Search code examples
google-cloud-spanner

When forcing a query on a non-interleaved index(s), will there be any data locality benefit?


Assuming the following schema:

CREATE TABLE Foo (
    primaryId STRING(64) NOT NULL,
    secondaryId STRING(64) NOT NULL,
    extraData STRING(80),
    active BOOL NOT NULL
) PRIMARY KEY (primaryId, secondaryId);

CREATE TABLE Bar (
    primaryId STRING(64) NOT NULL,
    secondaryId STRING(64) NOT NULL,
    barId STRING(64) NOT NULL
) PRIMARY KEY (primaryId, secondaryId, barId),
INTERLEAVE IN PARENT Foo ON DELETE CASCADE;

CREATE TABLE Baz (
    primaryId STRING(64) NOT NULL,
    secondaryId STRING(64) NOT NULL,
    barId STRING(64) NOT NULL,
    bazId STRING(64) NOT NULL,
    extraData STRING(80)
) PRIMARY KEY (primaryId, secondaryId, barId, bazId),
INTERLEAVE IN PARENT Bar ON DELETE CASCADE;

CREATE INDEX foo_primaryId_active ON foo (primaryId, active);
CREATE INDEX baz_bazId ON Baz (bazId);

We have 3 tables Foo, Bar, Baz, where Bar is interleaved in Foo and Baz is interleaved in Bar. Along with 2 non-interleaved indexes.

Given the following query where we force the FROM and the JOIN onto the indexes; no explicit tables.

SELECT
    baz.primaryId, 
    baz.secondaryId, 
    baz.bazId, 
    baz.extraData
FROM
    Baz@{FORCE_INDEX=baz_bazId} AS baz
JOIN
    Foo@{FORCE_INDEX=foo_secondaryId_isActive} AS foo
ON
    foo.primaryId = baz.parimaryId AND foo.secondaryId = baz.secondaryId
WHERE
    baz.bazId = @bazId -- using the baz_bazId index to query on the bazId
    foo.active = true

Is there a data locality benefit in this query when forcing the indexes? If we were to later add a 4th table Zap and interleave that table on Foo:

CREATE TABLE Zap (
    primaryId STRING(64) NOT NULL,
    secondaryId STRING(64) NOT NULL,
    bazId STRING(64) NOT NULL,
    extraData STRING(80)
) PRIMARY KEY (primaryId, secondaryId, bazId),
INTERLEAVE IN PARENT Foo ON DELETE CASCADE;

CREATE INDEX zap_bazId ON Zap (bazId);

And adjust the above query to include a 3rd JOIN:

JOIN
    Zap@{FORCE_INDEX=zap_bazId} AS zap
ON 
    zap.bazId = @bazId AND zap.primaryId = foo.primaryId
WHERE
    baz.bazId = @bazId -- using the baz_bazId index to query on the bazId
    foo.active = true
    zap.extraData IS NULL

Would we obtain any data locality benefit here? Since we are querying on all non-interleaved indexes. Our zap.extraData IS NULL predicate is not stored on in the index itself, so that would likely need to run back to the Zap table to check.

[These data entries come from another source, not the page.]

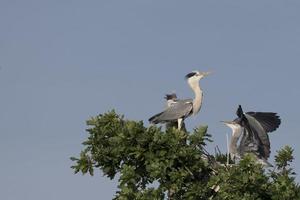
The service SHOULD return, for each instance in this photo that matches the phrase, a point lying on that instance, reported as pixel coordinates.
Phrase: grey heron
(181, 109)
(171, 99)
(251, 129)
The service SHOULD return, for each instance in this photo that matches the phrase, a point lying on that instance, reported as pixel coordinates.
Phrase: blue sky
(62, 62)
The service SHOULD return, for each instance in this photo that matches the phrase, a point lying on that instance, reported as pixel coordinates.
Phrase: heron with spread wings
(251, 131)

If there is no data locality benefit from querying on non-interleaved indexes, could we just forgo that extra zap_bazId index and just alter the Zap table since we know we will be exclusively querying on the bazId for the data it hosts:

CREATE TABLE Zap (
    bazId STRING(64) NOT NULL,
    primaryId STRING(64) NOT NULL,
    secondaryId STRING(64) NOT NULL,
    extraData STRING(80)
) PRIMARY KEY (bazId, primaryId);

the amended query then becomes

JOIN
    Zap AS zap -- using a table; aka the implicit PRIMARY_KEY index
ON 
    zap.bazId = @bazId AND zap.primaryId = foo.primaryId
WHERE
    baz.bazId = @bazId AND -- using the baz_bazId index to query on the bazId
    foo.active = true AND
    zap.extraData IS NULL

Now, we lose the CASCADE DELETE here, so it might still just be worth it to interleave and create that additional index and STORING the zap.extraData into the index to save it from having to go back to the Zap table to pull that information.

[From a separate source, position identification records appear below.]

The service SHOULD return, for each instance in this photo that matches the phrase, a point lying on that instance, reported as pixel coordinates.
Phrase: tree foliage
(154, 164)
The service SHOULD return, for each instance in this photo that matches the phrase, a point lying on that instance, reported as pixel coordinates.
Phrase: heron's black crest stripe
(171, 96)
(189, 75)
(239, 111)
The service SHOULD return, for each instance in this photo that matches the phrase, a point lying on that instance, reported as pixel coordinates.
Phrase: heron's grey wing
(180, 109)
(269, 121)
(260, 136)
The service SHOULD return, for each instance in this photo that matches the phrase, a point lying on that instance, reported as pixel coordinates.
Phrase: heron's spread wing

The question would still be: Does data locality even come into play when querying/joining exclusively on non-interleaved indexes?


Solution

  • As I understand from the documentation, if the indexes are not interleaved and you query/join by the indexes, data locality doesn't matter. If you are intending to query using the indexes you should only need to interleave the indexes.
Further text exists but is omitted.